Biologists identified other barriers in the Potlatch watershed that, if removed, will immediately provide new habitat for steelhead to occupy. One example is a highway culvert on Big Meadow Creek blocking access to 10 miles of stream, and another is on Spring Valley Creek that limits access to another 10 miles of stream.
Big Bear Creek currently has a waterfall barrier, and because of changes in the upper watershed over the last century, spring flows turn the falls into a firehose that severely limits steelhead passage during spawning migration.
As these barriers are removed, steelhead will reoccupy areas that have been inaccessible for decades, which will allow young fish to spread out and reduce competition for space and food.
Restoring instream habitat
In the upper Potlatch River basin, historic timber practices and development altered tributary streams when roads and railroad grades were constructed in stream bottoms to access timber. Trees along the streams were harvested because they were often the easiest to access.

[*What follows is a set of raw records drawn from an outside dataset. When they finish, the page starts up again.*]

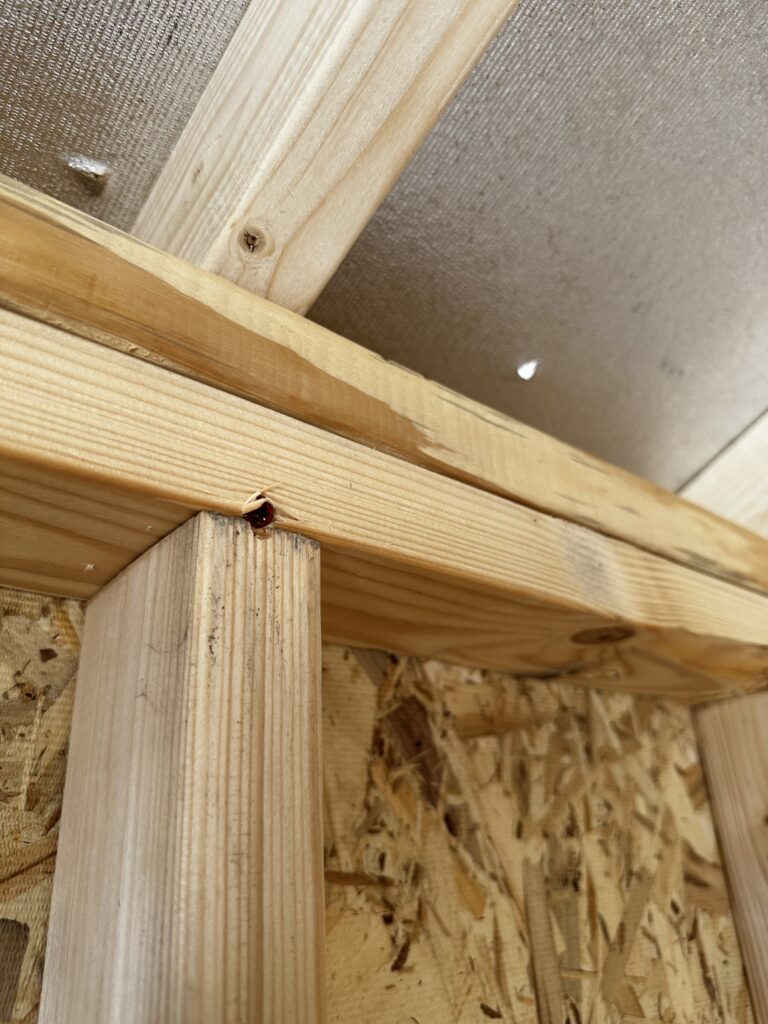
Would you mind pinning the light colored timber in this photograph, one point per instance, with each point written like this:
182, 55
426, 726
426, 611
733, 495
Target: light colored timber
733, 738
313, 111
188, 881
551, 595
65, 268
733, 735
735, 483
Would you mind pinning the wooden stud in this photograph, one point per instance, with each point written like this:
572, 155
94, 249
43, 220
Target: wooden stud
188, 883
309, 118
733, 739
68, 269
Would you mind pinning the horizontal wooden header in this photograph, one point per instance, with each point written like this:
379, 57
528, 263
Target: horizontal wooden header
67, 269
101, 454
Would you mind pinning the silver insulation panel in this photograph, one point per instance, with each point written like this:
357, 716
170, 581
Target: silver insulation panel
595, 199
93, 93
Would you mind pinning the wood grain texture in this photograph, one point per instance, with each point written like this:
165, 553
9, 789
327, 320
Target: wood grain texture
125, 427
735, 483
188, 878
562, 869
68, 269
310, 116
733, 737
39, 647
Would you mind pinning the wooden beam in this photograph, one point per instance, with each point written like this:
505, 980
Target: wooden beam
735, 483
733, 739
312, 113
99, 426
65, 268
188, 880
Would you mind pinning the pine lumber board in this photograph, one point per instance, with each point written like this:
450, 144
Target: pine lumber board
735, 483
125, 427
69, 270
188, 881
733, 738
311, 114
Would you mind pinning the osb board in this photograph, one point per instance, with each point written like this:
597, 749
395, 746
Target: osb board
527, 852
474, 824
39, 644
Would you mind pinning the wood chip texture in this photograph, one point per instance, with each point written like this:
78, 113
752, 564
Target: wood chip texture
496, 849
530, 852
39, 646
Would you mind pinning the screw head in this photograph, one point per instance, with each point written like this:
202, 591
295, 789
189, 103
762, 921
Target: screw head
603, 634
261, 516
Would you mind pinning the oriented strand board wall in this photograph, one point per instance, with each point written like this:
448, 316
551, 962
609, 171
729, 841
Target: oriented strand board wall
526, 852
39, 645
475, 825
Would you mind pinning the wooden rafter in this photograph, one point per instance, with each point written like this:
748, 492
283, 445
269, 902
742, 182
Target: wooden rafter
68, 269
558, 594
309, 118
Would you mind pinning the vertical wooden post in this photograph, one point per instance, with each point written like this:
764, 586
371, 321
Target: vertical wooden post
733, 738
188, 885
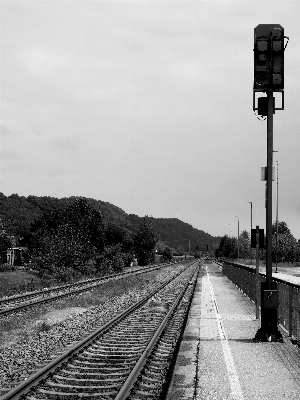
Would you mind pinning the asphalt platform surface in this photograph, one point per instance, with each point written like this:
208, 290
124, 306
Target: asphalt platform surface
218, 358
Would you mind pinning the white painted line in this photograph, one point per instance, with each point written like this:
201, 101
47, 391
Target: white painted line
236, 390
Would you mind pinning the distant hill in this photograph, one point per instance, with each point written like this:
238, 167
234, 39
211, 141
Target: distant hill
18, 212
179, 234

Stream channels were straightened and cleared to reduce flooding of roads, pastures and buildings.
Those activities led to straightened stream channels, which removed obstructions and features that steelhead need to survive, such as shade that cools water and provides hiding cover, velocity breaks for fish to rest, different gravel and rock sizes for spawning, and habitat for insects and other food sources.
Previous studies in the Potlatch watershed showed many juvenile steelhead migrated out of the upper watershed a year earlier than normal, probably to find better habitat downstream.
Biologists are focusing these types restoration efforts in the East Fork Potlatch River watershed because they determined steelhead production in this basin is limited by a lack of channel complexity.
Projects include adding large woody material, placing streams back into their historic channel, fencing out livestock, and planting riparian vegetation. Monitoring efforts are showing increased densities of steelhead where restoration work has been done.
Fish and Game is making progress in the Potlatch River system and getting encouraging results, but none of it would be possible without cooperation from landowners, and its partners, including the Latah Soil and Water Conservation District, Bonneville Power Administration, Office of Species Conservation, Idaho Department of Lands, U.S. Forest Service, Natural Resource Conservation Service, Potlatch Corporation and Bennett Lumber.